A media release provided by the University of Utah’s science writer Paul Gabrielsen said the “disappearance of the mercury was not due to aggressive environmental policies or a wide-ranging cleanup effort. Instead, it’s part of a story involving a large-scale unplanned chemistry experiment, a sometimes-stinky lake, and ducks – in which the mercury did not disappear…. A Union Pacific railway line crosses the lake, dividing it into a smaller north arm and a larger south arm, with the line drawn right at the base of the bunny-ear-like northern extensions of the lake. Because the north arm has no major river inflow, it’s much saltier than the south arm. Two culverts in the railroad line allowed briny north arm water to flow into the south arm and, because of its higher density, sink to the bottom of the south arm.”
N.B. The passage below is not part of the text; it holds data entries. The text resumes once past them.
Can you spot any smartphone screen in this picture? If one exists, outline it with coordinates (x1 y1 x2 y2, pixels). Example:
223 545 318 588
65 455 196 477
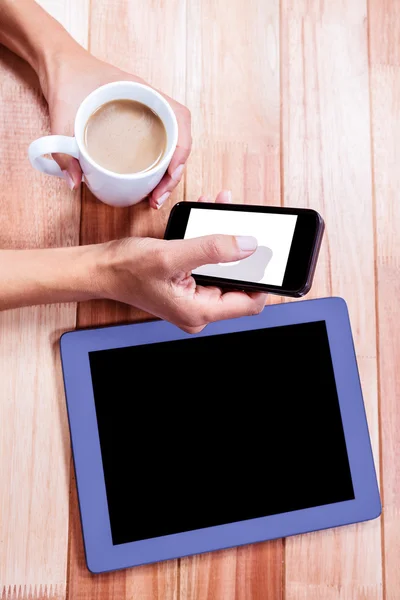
165 202 323 296
185 208 298 286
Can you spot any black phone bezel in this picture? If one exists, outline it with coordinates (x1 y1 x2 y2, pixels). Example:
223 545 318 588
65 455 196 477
164 202 324 297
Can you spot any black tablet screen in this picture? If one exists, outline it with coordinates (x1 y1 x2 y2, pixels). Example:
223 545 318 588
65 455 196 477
89 321 354 544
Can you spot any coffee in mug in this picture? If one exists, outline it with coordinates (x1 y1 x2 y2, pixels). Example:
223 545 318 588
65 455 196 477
28 81 178 206
84 99 167 174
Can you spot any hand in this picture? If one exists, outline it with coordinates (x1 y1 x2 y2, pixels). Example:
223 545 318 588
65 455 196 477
39 45 192 208
101 192 266 333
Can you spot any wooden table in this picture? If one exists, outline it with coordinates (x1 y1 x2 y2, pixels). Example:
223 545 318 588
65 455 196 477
0 0 400 600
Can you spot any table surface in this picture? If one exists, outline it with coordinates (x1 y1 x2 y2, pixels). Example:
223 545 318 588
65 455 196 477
0 0 400 600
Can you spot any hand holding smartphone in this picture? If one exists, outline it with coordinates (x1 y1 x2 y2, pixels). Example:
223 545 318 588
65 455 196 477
164 202 324 297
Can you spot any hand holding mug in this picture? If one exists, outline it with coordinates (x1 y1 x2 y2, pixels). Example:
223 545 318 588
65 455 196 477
33 46 191 208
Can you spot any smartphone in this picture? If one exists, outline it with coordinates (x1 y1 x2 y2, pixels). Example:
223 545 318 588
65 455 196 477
164 202 324 298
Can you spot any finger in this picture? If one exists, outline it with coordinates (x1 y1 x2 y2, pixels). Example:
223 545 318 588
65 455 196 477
168 234 257 271
149 118 192 208
168 116 192 179
198 292 266 323
149 173 172 209
52 154 82 190
215 190 232 204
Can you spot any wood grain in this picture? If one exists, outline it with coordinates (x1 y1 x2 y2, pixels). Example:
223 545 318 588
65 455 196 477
369 0 400 600
180 0 283 600
68 0 186 600
281 0 382 600
0 0 87 600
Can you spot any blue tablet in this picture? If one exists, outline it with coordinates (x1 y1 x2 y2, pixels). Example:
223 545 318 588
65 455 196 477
61 298 381 573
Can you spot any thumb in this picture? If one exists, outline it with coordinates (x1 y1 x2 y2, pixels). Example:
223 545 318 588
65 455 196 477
52 154 82 190
171 234 258 271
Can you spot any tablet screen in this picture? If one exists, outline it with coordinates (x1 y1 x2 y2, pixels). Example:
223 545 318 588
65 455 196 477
89 321 354 544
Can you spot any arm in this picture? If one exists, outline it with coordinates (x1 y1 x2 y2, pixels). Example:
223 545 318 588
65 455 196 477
0 244 107 310
0 0 79 98
0 220 265 333
0 0 192 208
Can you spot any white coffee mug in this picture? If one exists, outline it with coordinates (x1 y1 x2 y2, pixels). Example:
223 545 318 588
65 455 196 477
28 81 178 206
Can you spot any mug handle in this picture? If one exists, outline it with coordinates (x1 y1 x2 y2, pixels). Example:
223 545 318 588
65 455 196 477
28 135 79 179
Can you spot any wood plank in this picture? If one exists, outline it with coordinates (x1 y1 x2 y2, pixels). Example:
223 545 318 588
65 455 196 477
0 0 87 600
180 0 283 600
68 0 186 600
281 0 382 600
369 0 400 600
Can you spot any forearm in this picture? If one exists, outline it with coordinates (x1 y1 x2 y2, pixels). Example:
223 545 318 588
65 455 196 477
0 244 107 310
0 0 81 92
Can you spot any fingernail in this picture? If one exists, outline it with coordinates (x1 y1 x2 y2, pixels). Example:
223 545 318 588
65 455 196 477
63 171 75 190
236 235 258 252
171 165 185 181
156 192 171 208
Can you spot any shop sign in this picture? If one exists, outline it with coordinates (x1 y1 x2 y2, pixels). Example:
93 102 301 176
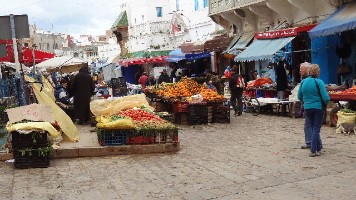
6 104 54 123
255 24 316 39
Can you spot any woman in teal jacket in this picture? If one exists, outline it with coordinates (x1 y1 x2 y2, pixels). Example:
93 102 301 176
298 64 330 157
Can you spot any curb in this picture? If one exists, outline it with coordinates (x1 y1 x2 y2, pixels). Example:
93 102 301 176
0 142 180 161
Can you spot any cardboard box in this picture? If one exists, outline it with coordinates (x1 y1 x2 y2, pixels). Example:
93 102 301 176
6 104 54 123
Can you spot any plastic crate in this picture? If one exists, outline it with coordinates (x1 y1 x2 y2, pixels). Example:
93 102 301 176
127 130 157 145
173 101 189 113
0 111 9 124
13 149 50 169
213 106 230 123
97 129 131 146
174 113 188 125
11 131 48 149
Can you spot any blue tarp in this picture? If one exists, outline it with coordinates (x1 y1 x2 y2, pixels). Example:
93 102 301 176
309 3 356 38
235 37 294 62
165 49 185 62
185 52 211 60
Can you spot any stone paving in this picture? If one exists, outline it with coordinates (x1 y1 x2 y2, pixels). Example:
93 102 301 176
0 113 356 200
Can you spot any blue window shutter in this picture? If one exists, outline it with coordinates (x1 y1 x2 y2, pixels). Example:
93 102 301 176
156 7 163 17
204 0 209 8
194 0 199 10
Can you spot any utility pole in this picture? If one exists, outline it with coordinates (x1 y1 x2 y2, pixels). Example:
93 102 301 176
10 14 20 72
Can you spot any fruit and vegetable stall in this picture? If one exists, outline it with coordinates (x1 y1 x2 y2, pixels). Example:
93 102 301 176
90 94 179 146
329 86 356 132
145 78 230 125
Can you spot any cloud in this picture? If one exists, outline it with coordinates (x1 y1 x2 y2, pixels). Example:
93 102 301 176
0 0 122 35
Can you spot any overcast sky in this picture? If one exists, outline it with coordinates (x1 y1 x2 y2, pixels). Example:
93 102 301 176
0 0 122 36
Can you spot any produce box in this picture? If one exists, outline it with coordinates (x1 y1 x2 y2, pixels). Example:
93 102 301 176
174 112 188 125
213 106 230 123
10 131 49 149
173 101 189 113
188 104 209 125
97 128 135 146
127 128 178 145
13 147 52 169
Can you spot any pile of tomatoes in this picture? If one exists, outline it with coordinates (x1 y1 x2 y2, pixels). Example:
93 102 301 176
119 109 164 122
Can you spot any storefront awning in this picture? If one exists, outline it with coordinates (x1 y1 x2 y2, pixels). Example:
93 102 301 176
119 56 167 67
185 52 211 60
204 36 232 51
235 37 295 62
224 31 255 55
309 3 356 38
180 41 205 53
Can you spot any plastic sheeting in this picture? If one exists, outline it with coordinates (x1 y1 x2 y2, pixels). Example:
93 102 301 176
90 94 154 116
309 3 356 38
25 76 79 142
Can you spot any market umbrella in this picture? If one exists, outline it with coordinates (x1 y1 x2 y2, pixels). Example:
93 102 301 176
36 56 87 73
165 49 185 62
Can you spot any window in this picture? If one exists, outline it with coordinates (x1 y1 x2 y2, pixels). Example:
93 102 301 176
156 7 162 17
204 0 209 8
194 0 199 11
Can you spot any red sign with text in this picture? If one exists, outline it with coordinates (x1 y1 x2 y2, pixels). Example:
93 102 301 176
255 24 316 39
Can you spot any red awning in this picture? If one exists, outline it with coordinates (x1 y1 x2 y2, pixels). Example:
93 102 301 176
0 40 55 65
119 56 168 67
20 48 55 65
255 24 316 39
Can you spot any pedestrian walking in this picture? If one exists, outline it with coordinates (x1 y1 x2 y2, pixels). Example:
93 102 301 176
158 69 171 84
229 66 245 116
71 65 95 124
138 72 148 90
298 64 330 157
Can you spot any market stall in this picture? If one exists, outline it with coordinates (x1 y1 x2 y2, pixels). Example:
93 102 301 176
90 94 179 146
146 78 230 125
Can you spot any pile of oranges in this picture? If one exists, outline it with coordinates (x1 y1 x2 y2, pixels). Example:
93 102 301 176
156 78 224 101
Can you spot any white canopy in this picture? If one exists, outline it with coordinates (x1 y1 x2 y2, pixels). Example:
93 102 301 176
36 56 86 73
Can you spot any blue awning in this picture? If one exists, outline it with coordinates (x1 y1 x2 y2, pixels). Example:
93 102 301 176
223 31 255 55
235 37 295 62
185 52 211 60
165 48 185 62
309 3 356 38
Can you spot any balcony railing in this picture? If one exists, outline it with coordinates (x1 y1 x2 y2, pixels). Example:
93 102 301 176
130 21 172 36
209 0 266 15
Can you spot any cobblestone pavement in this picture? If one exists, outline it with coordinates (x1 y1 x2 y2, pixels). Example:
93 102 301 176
0 114 356 200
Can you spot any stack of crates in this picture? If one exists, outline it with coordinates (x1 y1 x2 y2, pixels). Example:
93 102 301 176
188 103 209 125
11 131 52 169
213 105 230 123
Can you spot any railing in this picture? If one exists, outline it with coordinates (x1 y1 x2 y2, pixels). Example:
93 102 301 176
131 21 172 36
209 0 266 15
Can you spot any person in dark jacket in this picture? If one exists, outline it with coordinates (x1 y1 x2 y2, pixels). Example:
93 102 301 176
158 69 171 84
229 67 245 116
54 79 70 105
71 65 95 124
276 60 288 99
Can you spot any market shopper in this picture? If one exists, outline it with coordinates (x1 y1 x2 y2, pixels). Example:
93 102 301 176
71 65 95 124
158 69 170 84
276 59 288 99
54 79 70 105
298 64 330 157
229 66 245 116
138 72 148 90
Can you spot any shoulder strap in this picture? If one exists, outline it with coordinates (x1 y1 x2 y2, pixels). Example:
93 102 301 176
314 78 325 106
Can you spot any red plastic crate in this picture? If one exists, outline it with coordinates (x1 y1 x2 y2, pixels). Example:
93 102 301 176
173 101 189 113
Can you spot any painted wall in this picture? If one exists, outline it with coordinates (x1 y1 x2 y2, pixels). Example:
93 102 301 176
311 35 339 84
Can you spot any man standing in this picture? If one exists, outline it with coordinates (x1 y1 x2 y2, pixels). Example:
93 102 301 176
138 72 148 90
158 69 170 84
71 64 95 124
229 66 245 116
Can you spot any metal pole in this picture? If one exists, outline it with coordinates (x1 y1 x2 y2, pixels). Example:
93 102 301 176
10 14 20 72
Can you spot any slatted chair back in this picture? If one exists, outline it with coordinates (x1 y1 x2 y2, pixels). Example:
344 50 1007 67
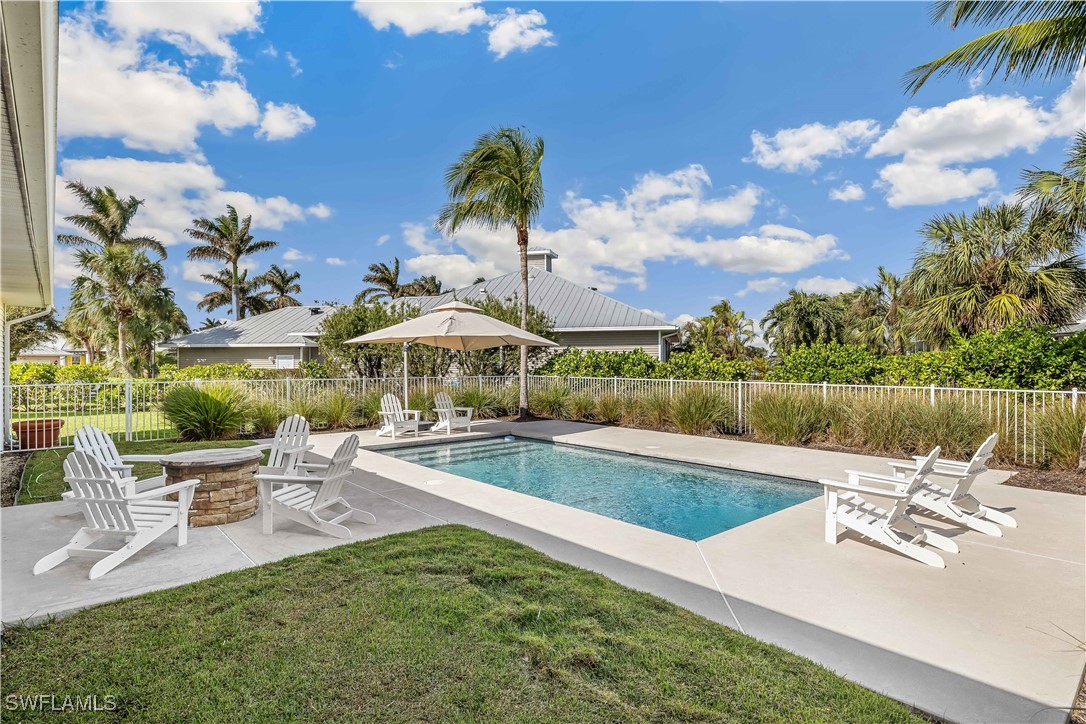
268 415 310 468
433 392 456 417
313 435 358 508
64 450 137 535
381 393 407 422
75 424 124 466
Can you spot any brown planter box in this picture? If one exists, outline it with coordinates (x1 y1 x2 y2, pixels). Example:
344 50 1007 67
11 419 64 449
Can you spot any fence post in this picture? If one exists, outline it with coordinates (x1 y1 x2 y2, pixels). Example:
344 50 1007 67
125 377 132 442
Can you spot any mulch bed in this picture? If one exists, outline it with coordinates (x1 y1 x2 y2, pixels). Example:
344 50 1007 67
0 453 34 508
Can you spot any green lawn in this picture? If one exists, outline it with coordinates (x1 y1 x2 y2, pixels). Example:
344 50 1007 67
16 440 267 505
2 525 923 722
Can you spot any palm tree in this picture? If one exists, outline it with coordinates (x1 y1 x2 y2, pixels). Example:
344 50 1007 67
254 264 302 309
435 128 543 417
354 257 405 304
56 181 166 377
197 269 272 319
761 289 844 354
905 0 1086 93
906 204 1086 346
197 317 226 332
185 205 278 319
846 266 910 355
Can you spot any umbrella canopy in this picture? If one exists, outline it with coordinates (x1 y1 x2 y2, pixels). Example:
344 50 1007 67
346 302 558 352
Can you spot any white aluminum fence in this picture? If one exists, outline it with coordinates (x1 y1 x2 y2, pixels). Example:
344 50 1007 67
4 376 1079 463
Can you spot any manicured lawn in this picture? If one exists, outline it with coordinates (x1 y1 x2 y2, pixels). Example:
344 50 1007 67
16 440 267 505
2 525 922 722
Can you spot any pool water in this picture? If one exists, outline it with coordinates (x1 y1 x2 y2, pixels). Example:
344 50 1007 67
381 439 822 541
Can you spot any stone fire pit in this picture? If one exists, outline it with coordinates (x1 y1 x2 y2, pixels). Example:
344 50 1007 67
159 447 264 528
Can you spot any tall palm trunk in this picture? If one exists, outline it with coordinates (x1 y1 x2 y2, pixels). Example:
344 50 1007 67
517 227 528 418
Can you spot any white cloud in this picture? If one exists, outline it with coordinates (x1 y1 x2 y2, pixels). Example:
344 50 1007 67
744 120 879 172
487 8 555 60
735 277 788 299
796 276 859 294
830 181 867 202
256 102 317 141
868 71 1086 207
404 165 847 292
103 0 262 72
282 246 313 262
354 0 487 37
56 157 319 244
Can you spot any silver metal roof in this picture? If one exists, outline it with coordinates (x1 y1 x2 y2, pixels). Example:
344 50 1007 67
163 306 332 347
404 268 679 332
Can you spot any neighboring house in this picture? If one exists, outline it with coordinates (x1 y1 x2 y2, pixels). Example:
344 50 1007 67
161 306 332 369
402 247 679 359
15 336 87 367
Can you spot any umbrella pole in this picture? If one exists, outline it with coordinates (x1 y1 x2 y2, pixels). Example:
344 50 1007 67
404 342 411 409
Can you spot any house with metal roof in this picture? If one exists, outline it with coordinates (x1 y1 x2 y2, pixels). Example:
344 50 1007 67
404 247 679 359
162 306 332 369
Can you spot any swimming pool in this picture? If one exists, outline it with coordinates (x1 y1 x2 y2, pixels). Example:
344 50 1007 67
380 437 822 541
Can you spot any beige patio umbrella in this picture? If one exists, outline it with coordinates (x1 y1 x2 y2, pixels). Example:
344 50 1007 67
346 302 558 407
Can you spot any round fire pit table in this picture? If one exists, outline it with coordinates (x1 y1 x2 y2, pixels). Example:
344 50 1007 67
159 447 264 528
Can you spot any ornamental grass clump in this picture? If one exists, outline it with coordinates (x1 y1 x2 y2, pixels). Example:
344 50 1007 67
671 388 734 435
748 392 829 445
162 382 249 441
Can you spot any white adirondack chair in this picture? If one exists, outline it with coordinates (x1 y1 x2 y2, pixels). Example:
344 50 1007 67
819 447 958 568
34 450 200 580
256 435 377 538
377 394 419 440
257 415 313 473
431 392 475 435
889 432 1018 538
75 424 165 493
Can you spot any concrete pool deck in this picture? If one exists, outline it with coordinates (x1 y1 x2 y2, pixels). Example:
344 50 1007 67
0 422 1086 722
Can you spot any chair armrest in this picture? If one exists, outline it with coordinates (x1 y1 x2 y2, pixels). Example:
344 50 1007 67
127 478 200 500
121 455 163 462
818 479 909 500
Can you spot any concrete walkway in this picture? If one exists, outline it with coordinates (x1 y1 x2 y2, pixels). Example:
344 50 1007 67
0 422 1086 722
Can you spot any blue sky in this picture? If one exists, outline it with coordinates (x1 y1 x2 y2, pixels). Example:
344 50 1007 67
58 2 1086 322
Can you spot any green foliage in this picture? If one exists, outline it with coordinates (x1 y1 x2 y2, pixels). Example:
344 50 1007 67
671 386 735 435
56 365 110 382
11 363 60 384
768 342 882 384
162 382 249 441
748 392 829 445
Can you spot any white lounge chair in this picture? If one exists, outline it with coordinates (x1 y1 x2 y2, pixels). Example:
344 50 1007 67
256 435 377 538
889 433 1018 537
431 392 475 435
377 394 419 440
257 415 313 473
34 450 200 580
819 447 958 568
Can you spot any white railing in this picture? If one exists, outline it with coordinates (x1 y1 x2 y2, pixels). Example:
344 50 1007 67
4 376 1079 463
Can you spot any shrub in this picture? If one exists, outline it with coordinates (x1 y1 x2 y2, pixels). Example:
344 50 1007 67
162 383 249 440
453 386 506 420
320 390 358 430
56 365 110 382
637 392 671 430
748 392 829 445
592 394 624 424
568 392 596 420
529 384 570 420
671 388 733 435
1037 404 1086 470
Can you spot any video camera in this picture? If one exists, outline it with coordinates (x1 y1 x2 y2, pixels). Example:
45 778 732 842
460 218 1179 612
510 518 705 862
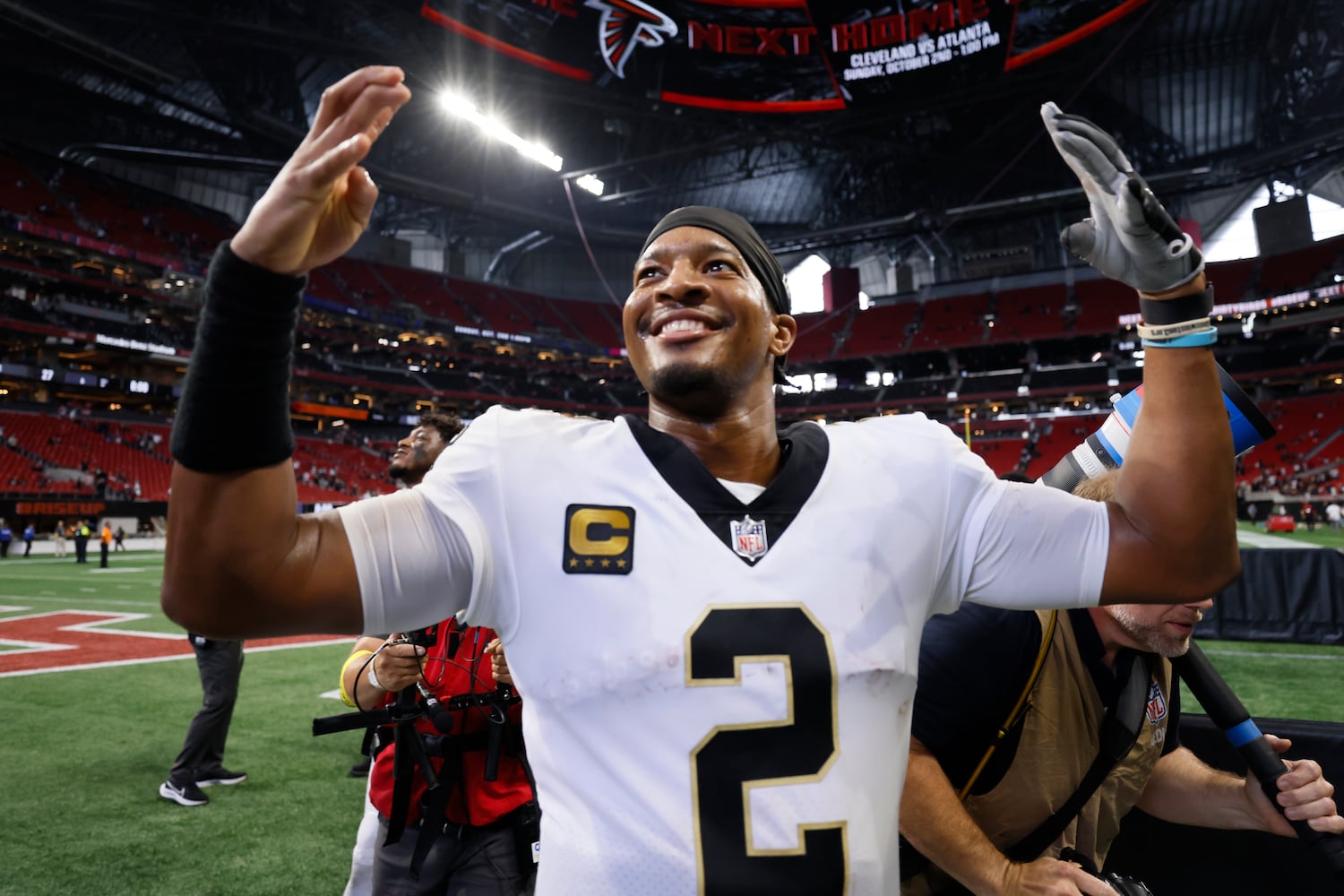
1059 848 1153 896
314 624 521 737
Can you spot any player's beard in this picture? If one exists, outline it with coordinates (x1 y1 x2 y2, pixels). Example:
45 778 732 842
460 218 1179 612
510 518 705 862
1107 605 1191 659
648 363 728 417
387 447 430 485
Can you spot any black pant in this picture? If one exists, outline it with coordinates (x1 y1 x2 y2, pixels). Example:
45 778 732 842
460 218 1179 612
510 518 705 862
169 640 244 786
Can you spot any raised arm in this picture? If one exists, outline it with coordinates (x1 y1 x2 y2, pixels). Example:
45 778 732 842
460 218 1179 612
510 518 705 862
1042 103 1241 603
1139 735 1344 837
161 67 410 637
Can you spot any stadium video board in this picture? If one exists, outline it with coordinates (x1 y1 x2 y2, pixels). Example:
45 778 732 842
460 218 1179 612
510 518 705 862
421 0 1148 111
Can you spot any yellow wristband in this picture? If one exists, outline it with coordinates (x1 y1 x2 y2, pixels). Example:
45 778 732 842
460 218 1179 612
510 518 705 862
340 650 374 707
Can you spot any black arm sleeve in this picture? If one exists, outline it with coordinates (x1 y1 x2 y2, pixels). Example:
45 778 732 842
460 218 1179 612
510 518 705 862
911 603 1040 793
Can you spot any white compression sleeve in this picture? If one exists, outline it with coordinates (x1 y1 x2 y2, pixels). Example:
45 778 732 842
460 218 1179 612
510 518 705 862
967 482 1110 608
338 489 472 633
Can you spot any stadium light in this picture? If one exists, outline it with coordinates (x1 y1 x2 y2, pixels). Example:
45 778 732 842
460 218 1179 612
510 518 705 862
574 175 607 196
438 91 564 170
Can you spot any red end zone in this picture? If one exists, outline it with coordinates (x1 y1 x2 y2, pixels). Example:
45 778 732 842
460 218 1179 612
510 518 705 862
0 610 354 677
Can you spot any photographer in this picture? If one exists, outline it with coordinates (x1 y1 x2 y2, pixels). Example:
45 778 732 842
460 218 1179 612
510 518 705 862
900 473 1344 896
341 619 538 896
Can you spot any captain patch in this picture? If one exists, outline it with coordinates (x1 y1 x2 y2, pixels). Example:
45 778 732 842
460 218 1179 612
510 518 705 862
1148 681 1167 726
562 504 634 575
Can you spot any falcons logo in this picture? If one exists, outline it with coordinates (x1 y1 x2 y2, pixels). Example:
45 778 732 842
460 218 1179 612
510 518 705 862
583 0 677 79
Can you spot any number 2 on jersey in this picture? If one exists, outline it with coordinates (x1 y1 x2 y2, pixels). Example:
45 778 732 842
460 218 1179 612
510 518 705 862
685 605 847 896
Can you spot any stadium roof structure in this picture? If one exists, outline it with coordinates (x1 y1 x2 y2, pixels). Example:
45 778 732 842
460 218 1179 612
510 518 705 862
0 0 1344 278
“The difference in density between the deep and shallow waters prevented mixing, says (University of Utah) geology and geophysics professor William Johnson, and kept fresh oxygen from infiltrating into the deeper water layers. Decaying organic matter on the lake floor sucked all the oxygen out of the briny layer, forcing microorganisms to find something else to “breathe.” Without oxygen, some bacteria turn to nitrate to fuel the chemical processes of life. When the nitrate is gone, they turn to iron, manganese, and finally sulfate. Residents of the Salt Lake Valley may have noticed a byproduct of the sulfate-breathing bacteria – sulfide, a stinky rotten egg smell emanating from the lake. In another side effect, the bacteria turn elemental mercury into toxic methylmercury.”
Research on this study was funded by iUTAH through two Research Catalyst Grants in 2014 and 2017. Black’s current funding award builds upon his earlier work on the Great Salt Lake by examining wildfire ash and GSL dust as sources of heavy metals to Utah’s aquatic ecosystems. RCG funding supports a collaborative culture of multi-institutional research, encouraging primarily undergraduate institutions such as Westminster College, to involve themselves and their students in current science research. Chris Mansfield, a recent graduate of Westminster College and one of Black’s students, was involved in the team that published the study.